Most interested is Alan Eustace, vice president of Google’s technology department, about Google’s rankings. So I only jumped to this part and looked at it for about half an hour. The following key points to remember are introduced to everyone.
Alan first talked about spider crawling, basically tracking the links found.
Speed is very important. The last time Google posted on the homepage was that there were 8 billion pages in the database. If you crawl a web page every second, the 8 billion web page will take more than 250 years to crawl. So crawling web pages at high speed is very important.
Another problem with crawling is that about 50% of web pages are duplicates. So the 8 billion that Google has collected is actually the number that has been lost half of it. The real crawl is probably 20 billion files.
Another danger when crawling is the infinite loop. For example, to track a link to a calendar on a web page, there may always be a “next month” button on this calendar, resulting in an infinite loop. Because web applications can generate unlimited monthly calendars for the next month, Google spiders will not come out.
10% to 20% of websites update content every month, and updates are also important.
Then there is the index, which is similar to the index of a book. For example, if the user searches for a heart attack, heart appears in files 5, 9, and 25, and attack appears in files 7, 9, 22, then it is obvious that the ninth page is a qualified page, so the search scope is already Restricted to pages that contain search terms.
Of course, this number is still huge. How can you pick the best result from this? That is to further calculate the ranking.
Google uses more than two hundred signals to calculate rankings, which is new information.
Alan mentioned the anchor text and Page Rank.
As an example of the Stanford University website, many other websites will connect to the website of Stanford University, so it can be reasonably assumed that the website of Stanford University is highly authoritative, which is the meaning of PR.
Then there is the anchor text, which is the link text. For example, on the website of Stanford University, a link with “Knight fellows” as the link text to other websites, then the link text itself explains the theme of the page to a certain extent, even on the page, the word Knight fellows It did not appear at all.

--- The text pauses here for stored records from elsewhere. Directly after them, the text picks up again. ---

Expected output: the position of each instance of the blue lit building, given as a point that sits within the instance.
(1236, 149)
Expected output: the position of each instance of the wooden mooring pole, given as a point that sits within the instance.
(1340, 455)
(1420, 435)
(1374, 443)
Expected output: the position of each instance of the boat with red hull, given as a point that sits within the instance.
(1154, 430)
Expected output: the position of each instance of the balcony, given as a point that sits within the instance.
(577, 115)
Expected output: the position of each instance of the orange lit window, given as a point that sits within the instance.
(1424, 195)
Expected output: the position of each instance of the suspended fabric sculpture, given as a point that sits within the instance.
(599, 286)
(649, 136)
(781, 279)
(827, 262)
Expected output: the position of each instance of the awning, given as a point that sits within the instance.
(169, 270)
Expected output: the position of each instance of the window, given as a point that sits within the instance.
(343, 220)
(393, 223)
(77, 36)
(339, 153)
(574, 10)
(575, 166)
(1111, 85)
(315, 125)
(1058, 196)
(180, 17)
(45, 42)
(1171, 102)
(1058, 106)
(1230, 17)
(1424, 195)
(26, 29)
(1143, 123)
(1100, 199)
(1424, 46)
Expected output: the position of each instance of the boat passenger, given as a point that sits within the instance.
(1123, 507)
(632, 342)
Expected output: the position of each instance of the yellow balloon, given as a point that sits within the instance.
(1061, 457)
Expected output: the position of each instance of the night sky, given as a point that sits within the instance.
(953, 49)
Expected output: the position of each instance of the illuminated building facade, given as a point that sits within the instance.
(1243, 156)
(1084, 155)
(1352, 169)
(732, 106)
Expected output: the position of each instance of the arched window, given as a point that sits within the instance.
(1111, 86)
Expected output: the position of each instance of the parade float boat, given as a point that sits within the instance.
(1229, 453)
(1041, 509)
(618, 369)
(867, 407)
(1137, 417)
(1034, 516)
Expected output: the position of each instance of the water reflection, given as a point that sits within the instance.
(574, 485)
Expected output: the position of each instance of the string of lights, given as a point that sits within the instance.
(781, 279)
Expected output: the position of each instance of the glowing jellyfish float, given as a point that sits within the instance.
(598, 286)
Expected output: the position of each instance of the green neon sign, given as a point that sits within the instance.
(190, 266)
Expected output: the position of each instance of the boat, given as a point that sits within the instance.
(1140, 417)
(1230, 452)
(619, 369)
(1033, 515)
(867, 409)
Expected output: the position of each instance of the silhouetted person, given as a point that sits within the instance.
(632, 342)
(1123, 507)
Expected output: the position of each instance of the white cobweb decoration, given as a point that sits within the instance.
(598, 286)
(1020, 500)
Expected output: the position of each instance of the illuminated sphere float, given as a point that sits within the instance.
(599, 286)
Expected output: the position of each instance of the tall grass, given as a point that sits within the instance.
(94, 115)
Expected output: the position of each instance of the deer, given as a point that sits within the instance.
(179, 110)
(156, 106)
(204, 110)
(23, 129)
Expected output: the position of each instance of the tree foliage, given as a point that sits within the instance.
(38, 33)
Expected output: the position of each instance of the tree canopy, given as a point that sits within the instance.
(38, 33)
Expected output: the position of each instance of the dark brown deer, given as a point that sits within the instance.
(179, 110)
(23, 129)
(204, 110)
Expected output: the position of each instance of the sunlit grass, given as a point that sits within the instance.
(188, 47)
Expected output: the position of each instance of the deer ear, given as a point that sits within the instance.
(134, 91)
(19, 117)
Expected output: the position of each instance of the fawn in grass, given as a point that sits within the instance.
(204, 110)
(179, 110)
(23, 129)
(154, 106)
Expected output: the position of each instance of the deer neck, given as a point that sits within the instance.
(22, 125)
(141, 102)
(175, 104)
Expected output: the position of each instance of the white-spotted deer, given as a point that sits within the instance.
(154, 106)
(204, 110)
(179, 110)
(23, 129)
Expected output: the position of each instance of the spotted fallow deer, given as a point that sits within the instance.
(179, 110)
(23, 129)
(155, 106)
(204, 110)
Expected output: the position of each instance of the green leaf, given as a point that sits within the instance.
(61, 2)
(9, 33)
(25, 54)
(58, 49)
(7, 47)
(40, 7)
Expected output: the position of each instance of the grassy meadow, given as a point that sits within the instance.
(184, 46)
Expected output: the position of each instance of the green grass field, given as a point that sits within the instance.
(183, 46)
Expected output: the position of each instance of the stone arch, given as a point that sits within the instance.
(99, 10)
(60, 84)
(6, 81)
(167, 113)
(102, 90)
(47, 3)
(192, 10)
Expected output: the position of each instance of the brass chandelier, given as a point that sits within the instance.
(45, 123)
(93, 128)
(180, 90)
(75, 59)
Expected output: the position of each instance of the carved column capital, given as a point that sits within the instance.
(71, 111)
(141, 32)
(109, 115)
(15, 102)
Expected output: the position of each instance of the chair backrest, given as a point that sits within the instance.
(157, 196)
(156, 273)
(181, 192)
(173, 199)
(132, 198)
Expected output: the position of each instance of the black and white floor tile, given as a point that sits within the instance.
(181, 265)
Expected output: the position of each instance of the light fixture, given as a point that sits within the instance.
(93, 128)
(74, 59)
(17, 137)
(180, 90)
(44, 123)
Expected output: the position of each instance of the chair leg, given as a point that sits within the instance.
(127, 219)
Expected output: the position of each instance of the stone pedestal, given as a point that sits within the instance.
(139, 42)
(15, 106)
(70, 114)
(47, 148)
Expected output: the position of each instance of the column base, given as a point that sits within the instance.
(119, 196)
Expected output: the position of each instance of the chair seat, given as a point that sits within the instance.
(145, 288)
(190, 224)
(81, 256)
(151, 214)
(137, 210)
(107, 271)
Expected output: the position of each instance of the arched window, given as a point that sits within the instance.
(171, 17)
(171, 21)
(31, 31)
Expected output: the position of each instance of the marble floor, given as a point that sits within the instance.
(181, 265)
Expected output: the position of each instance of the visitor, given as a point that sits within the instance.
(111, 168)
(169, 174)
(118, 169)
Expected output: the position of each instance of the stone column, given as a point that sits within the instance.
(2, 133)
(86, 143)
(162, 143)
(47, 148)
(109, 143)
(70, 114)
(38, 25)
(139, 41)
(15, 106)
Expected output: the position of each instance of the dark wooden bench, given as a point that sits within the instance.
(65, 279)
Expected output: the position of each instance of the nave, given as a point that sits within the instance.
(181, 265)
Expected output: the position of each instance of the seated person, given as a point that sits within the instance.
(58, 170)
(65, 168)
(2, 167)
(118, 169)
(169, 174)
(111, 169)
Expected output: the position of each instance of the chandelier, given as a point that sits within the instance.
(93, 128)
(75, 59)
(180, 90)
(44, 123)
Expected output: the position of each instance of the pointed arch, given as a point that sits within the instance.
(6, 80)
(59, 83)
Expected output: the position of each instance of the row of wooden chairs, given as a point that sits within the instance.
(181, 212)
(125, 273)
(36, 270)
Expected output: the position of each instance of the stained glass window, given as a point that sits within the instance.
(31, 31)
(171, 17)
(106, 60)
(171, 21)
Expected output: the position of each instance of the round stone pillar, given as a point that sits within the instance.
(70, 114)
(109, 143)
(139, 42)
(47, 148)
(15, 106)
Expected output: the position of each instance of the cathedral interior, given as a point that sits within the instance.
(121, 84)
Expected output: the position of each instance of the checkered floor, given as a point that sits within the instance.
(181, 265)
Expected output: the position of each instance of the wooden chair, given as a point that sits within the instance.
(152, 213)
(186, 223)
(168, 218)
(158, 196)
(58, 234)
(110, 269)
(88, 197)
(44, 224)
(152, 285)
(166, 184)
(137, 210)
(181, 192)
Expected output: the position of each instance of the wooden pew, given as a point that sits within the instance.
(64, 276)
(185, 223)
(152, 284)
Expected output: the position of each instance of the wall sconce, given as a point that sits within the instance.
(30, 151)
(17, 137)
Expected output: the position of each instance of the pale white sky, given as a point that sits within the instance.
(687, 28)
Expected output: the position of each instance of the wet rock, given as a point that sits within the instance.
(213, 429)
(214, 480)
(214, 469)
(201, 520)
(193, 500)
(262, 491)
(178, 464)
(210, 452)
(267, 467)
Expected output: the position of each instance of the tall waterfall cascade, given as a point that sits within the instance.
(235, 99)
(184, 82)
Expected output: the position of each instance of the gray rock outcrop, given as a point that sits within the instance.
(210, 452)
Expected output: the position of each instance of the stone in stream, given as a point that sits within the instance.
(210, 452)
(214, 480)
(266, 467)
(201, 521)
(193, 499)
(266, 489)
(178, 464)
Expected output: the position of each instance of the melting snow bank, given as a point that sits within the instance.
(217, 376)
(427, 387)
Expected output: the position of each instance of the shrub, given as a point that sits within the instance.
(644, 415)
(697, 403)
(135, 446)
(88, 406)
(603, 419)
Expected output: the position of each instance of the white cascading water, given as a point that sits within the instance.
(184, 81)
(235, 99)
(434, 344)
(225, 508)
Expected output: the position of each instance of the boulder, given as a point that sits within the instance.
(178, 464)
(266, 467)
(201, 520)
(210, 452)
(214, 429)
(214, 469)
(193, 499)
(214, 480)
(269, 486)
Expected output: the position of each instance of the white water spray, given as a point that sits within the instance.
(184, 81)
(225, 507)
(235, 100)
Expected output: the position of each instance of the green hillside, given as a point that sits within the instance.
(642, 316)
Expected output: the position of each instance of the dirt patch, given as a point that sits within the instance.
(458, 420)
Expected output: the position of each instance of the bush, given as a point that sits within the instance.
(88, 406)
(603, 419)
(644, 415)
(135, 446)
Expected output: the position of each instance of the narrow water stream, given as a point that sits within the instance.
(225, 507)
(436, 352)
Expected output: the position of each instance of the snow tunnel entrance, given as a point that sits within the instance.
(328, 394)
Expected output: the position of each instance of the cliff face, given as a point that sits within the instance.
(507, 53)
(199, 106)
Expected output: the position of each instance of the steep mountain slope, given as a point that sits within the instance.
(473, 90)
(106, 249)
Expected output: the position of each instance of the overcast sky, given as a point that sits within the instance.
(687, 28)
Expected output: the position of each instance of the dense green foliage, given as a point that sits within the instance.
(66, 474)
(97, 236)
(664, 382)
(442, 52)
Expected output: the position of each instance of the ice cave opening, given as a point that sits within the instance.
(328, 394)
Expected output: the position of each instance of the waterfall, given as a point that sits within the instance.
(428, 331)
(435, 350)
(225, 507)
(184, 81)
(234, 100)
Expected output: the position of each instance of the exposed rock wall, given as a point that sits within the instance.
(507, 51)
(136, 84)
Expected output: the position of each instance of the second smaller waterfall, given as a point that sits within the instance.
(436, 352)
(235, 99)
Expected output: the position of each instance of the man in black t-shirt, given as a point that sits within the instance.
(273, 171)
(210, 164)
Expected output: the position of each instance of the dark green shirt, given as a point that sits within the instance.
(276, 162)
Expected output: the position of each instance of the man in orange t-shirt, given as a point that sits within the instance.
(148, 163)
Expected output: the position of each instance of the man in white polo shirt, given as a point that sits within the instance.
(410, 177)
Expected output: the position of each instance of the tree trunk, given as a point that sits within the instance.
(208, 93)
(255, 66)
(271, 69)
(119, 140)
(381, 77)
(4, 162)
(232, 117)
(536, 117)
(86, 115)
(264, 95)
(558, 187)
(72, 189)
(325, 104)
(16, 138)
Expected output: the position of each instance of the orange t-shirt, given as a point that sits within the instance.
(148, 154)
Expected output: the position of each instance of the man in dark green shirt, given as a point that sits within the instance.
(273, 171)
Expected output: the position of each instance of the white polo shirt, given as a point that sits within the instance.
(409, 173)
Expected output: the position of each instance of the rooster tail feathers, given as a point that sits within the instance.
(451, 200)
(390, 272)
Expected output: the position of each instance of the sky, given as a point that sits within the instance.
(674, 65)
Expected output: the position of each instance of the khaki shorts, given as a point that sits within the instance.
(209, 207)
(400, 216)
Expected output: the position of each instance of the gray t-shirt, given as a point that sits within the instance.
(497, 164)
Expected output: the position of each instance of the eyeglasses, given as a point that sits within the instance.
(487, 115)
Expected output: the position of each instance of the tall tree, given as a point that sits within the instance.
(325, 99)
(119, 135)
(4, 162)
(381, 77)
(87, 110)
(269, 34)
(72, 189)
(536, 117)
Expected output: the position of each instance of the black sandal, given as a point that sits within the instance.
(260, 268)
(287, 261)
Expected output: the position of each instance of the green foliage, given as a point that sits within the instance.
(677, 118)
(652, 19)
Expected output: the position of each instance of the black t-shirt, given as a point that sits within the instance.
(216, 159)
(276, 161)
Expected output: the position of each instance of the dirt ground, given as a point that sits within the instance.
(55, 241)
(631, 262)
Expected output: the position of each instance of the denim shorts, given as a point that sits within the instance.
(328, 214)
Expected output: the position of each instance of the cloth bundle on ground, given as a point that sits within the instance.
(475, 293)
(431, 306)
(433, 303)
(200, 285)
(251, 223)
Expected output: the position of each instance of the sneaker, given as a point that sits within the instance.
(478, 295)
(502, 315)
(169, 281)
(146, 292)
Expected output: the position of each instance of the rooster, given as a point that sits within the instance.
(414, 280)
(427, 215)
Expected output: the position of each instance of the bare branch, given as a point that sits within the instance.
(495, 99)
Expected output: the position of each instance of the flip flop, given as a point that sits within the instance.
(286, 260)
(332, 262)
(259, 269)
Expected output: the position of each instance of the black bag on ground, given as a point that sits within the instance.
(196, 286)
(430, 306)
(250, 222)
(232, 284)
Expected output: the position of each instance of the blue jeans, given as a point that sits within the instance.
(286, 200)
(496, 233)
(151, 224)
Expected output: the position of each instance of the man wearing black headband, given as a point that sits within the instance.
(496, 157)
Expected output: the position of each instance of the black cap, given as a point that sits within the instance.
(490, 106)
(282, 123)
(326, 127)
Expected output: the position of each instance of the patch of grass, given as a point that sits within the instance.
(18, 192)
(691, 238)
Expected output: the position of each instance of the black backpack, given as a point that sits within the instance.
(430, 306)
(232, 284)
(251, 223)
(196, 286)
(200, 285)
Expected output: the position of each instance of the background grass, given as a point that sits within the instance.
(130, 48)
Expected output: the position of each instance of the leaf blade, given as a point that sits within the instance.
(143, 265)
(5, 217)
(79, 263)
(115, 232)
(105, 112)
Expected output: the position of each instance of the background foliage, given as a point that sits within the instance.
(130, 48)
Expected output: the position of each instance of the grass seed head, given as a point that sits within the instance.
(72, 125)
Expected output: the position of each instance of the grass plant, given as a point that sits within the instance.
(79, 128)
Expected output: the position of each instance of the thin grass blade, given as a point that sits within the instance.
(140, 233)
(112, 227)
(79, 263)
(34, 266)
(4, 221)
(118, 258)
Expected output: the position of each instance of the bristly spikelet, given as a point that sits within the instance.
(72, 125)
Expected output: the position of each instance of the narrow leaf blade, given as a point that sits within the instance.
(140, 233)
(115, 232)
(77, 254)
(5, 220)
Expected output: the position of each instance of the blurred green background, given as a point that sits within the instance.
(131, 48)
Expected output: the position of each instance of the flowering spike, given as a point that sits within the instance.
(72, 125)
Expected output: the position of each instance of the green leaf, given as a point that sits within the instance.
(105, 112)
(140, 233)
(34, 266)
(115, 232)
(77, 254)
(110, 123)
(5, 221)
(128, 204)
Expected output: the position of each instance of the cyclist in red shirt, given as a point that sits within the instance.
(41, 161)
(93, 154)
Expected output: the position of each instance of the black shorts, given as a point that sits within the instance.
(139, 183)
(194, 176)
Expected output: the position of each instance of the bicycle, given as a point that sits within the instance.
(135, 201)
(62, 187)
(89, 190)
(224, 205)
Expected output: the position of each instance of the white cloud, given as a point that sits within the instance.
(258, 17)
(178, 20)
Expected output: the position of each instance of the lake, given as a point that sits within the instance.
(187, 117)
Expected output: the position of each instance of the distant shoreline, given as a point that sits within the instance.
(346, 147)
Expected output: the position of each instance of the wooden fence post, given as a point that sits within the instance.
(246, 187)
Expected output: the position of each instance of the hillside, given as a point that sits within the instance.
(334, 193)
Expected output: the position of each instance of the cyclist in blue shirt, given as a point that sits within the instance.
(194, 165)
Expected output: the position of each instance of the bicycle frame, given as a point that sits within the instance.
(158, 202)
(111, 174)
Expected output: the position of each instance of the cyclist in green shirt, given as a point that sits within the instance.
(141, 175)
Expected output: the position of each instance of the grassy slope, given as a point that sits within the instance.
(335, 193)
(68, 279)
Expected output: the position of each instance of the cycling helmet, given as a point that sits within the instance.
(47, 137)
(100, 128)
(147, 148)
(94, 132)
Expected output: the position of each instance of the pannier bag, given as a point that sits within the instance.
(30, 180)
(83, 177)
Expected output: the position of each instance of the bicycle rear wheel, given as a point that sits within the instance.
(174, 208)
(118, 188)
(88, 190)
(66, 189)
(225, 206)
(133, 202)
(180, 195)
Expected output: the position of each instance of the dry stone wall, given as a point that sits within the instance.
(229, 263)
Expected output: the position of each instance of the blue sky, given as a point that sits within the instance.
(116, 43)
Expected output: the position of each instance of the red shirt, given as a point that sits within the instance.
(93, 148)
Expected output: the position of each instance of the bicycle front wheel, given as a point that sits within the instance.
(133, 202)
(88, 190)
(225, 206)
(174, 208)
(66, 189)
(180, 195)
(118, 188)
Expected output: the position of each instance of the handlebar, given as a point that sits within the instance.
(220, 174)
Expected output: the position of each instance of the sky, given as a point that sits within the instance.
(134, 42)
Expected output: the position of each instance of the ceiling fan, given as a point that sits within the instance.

This ranking process must be automatic and it is not possible to manually adjust these rankings.
Alan said that about 20% to 25% of search keywords are unique, meaning that they have never been searched before. Users are very creative and will search in a variety of forms.
A keyword search is handled by thousands of machines.
Alan went on to talk about junk technology, such as leaving spam links in the guestbook. This technology has long been ineffective for Google. For example, some cheating people build a large number of websites, and links between these websites, which does not work for Google.
He added: If it doesn’t work for other search engines, then I don’t know.
When Google makes algorithm adjustments, it depends on how many people benefit. For example, to make an adjustment, 40% of people will think that the search quality is improved, 40% think that there is no change, and 20% think that the search quality is degraded, and Google’s decision will be to make this adjustment.
It is impossible to meet 100% of people under 100% of the search terms.
Alan also mentioned that searching in many other languages is also very difficult, such as Chinese word segmentation technology.
This conversation is not surprising, but Google’s vice president of technology talks about Google’s ranking algorithm.
Wait until you have time to read it again and see what’s new.